Or maybe, Chia farmers are more dishonest than the average person and are filing more dubious warranty claims. Point is, I wouldn’t take that one statement from a front-line Seagate support rep to have any gravity or even be accurate. In court they’ll say that person had no authority or evidence to back up that statement and will require more evidence on your part to support the claim.

3 Likes

If they replace the drives, I think you’re asking for plotting services from them, which they won’t do, but it’s a very minor cost. I don’t see any reason to harass them for that when they do their part, data loss in Chia farming is part of the cost of doing business (and we don’t even need the data that much since we can make new plots).

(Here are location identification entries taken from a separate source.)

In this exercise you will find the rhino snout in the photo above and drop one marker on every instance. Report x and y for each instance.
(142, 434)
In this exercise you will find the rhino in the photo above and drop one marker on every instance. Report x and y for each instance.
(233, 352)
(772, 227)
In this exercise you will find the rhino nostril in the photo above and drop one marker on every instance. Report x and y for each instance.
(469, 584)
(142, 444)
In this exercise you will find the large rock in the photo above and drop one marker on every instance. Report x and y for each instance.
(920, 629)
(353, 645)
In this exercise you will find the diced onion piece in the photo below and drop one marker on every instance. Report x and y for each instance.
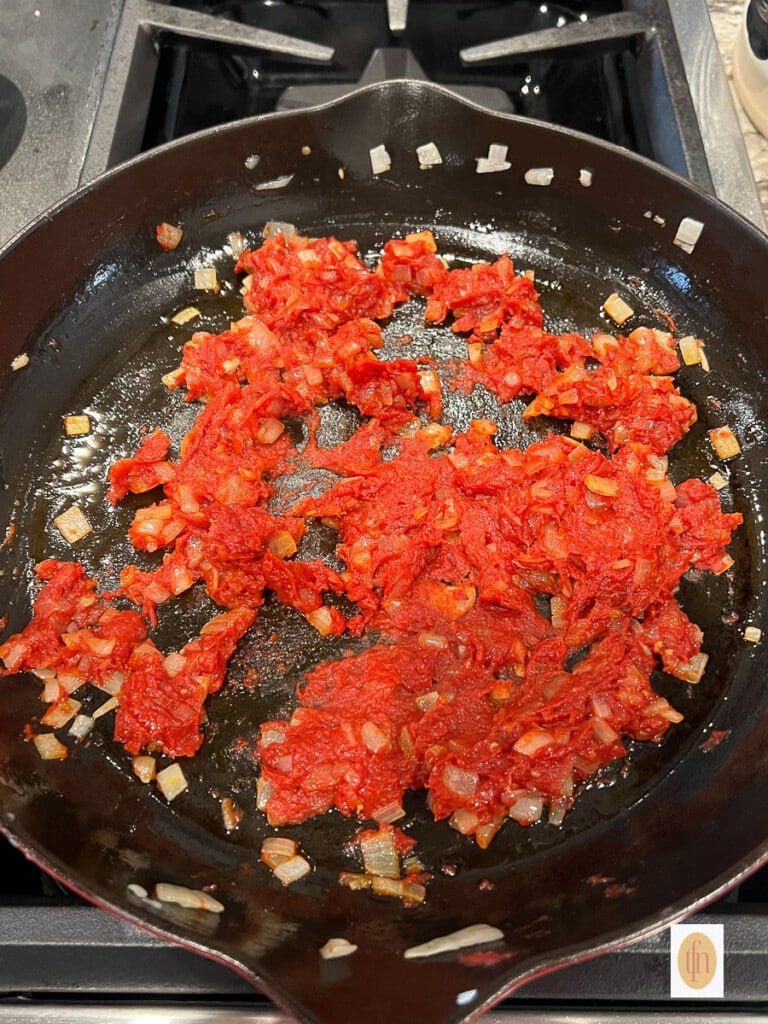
(380, 160)
(184, 315)
(271, 736)
(143, 767)
(428, 156)
(206, 279)
(81, 726)
(279, 227)
(105, 708)
(283, 545)
(582, 431)
(322, 620)
(51, 691)
(374, 737)
(496, 160)
(59, 714)
(237, 243)
(193, 899)
(263, 793)
(690, 349)
(171, 781)
(603, 731)
(617, 309)
(688, 233)
(380, 854)
(269, 430)
(173, 379)
(526, 809)
(539, 175)
(276, 850)
(231, 815)
(168, 236)
(691, 672)
(601, 485)
(724, 441)
(718, 481)
(459, 780)
(388, 813)
(532, 740)
(77, 426)
(292, 869)
(49, 748)
(475, 935)
(335, 948)
(274, 183)
(73, 524)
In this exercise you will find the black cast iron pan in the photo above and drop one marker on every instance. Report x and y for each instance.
(87, 292)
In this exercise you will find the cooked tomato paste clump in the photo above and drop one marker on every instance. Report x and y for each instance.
(517, 601)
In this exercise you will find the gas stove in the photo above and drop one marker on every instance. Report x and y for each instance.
(86, 84)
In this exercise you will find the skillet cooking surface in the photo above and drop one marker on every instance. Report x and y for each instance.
(88, 295)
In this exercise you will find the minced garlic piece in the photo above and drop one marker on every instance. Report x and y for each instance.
(718, 481)
(73, 524)
(77, 426)
(724, 441)
(690, 349)
(617, 309)
(185, 314)
(206, 280)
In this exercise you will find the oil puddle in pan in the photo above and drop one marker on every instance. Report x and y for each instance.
(126, 394)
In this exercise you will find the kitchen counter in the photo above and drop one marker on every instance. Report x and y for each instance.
(726, 17)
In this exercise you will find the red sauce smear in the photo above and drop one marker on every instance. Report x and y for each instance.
(517, 600)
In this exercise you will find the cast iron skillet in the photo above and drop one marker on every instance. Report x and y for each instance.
(86, 293)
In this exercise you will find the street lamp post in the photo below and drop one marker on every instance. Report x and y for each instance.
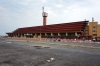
(40, 32)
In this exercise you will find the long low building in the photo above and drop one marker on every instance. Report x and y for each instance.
(72, 30)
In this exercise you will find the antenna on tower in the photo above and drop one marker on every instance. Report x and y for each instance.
(92, 19)
(43, 8)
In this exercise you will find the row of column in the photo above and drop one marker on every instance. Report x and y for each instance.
(41, 34)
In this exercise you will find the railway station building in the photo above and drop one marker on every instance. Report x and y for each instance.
(70, 30)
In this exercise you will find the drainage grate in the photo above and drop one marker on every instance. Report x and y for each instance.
(6, 62)
(38, 47)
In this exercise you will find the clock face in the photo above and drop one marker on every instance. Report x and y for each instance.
(44, 14)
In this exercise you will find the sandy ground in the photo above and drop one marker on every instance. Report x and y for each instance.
(22, 53)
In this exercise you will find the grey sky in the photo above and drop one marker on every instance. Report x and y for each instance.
(25, 13)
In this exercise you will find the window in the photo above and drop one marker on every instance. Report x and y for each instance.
(94, 34)
(94, 26)
(94, 31)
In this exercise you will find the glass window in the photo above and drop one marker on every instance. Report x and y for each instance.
(94, 31)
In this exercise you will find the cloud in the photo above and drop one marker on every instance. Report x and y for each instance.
(59, 5)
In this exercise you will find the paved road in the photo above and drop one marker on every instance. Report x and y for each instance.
(21, 53)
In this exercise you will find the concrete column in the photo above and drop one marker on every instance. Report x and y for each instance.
(76, 34)
(66, 34)
(52, 34)
(58, 34)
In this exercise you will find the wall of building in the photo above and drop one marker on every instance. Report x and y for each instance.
(93, 29)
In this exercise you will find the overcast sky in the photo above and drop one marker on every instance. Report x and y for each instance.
(25, 13)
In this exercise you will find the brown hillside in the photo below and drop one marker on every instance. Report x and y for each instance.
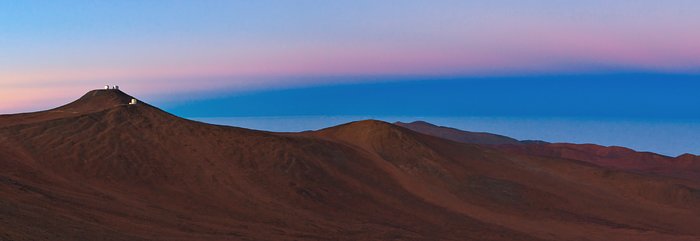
(98, 169)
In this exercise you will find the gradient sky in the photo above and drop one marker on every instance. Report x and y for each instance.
(635, 61)
(52, 51)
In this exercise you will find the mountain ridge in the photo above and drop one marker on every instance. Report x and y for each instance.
(115, 171)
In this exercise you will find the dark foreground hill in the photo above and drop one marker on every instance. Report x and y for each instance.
(100, 169)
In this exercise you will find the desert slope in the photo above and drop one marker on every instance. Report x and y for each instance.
(100, 169)
(685, 166)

This whole thread is weird.

1 Like

Like keeping the drives too HOT!!! :japanese_ogre: :japanese_ogre:

2 Likes

I get the impression that this is really common, you just have to look at pictures of people’s setups to realize how many drives are getting toasty while farming Chia. I’m a bit weary of second-hand drives for this reason.

Just throwing in my 2 cents to say that all my internal drives are Seagate Exos and none have failed over a year later. Every now and then I’ll check the SMART data on a few of them and they’re all healthy. A chunk of my farm is also in Seagate 2.5 inch externals, those aren’t even rated for 24/7 operation and are also fine over a year later.

It could be just luck, but I suspect a proper case with good airflow and using a quality power supply both play a large part.

2 Likes

How did you determine that your Seagate 2.5 external drives are not rated for 24/7 operation?

Backblaze have noted a 4.79% 14TB Iron Wolf failure rate vs a 1.03% Exos failure rate Backblaze Drive Stats for 2021

I have a mix of Exos, Iron Wolf (only one) and Barracuda drives. I’ve only had a single failure in over 12 months and that was a 4TB Barracuda a week ago

If you’re running your drives in those plastic Seagate enclosures they can get very hot and are more likely to fail early Hard Drive Temperature—Does It Matter?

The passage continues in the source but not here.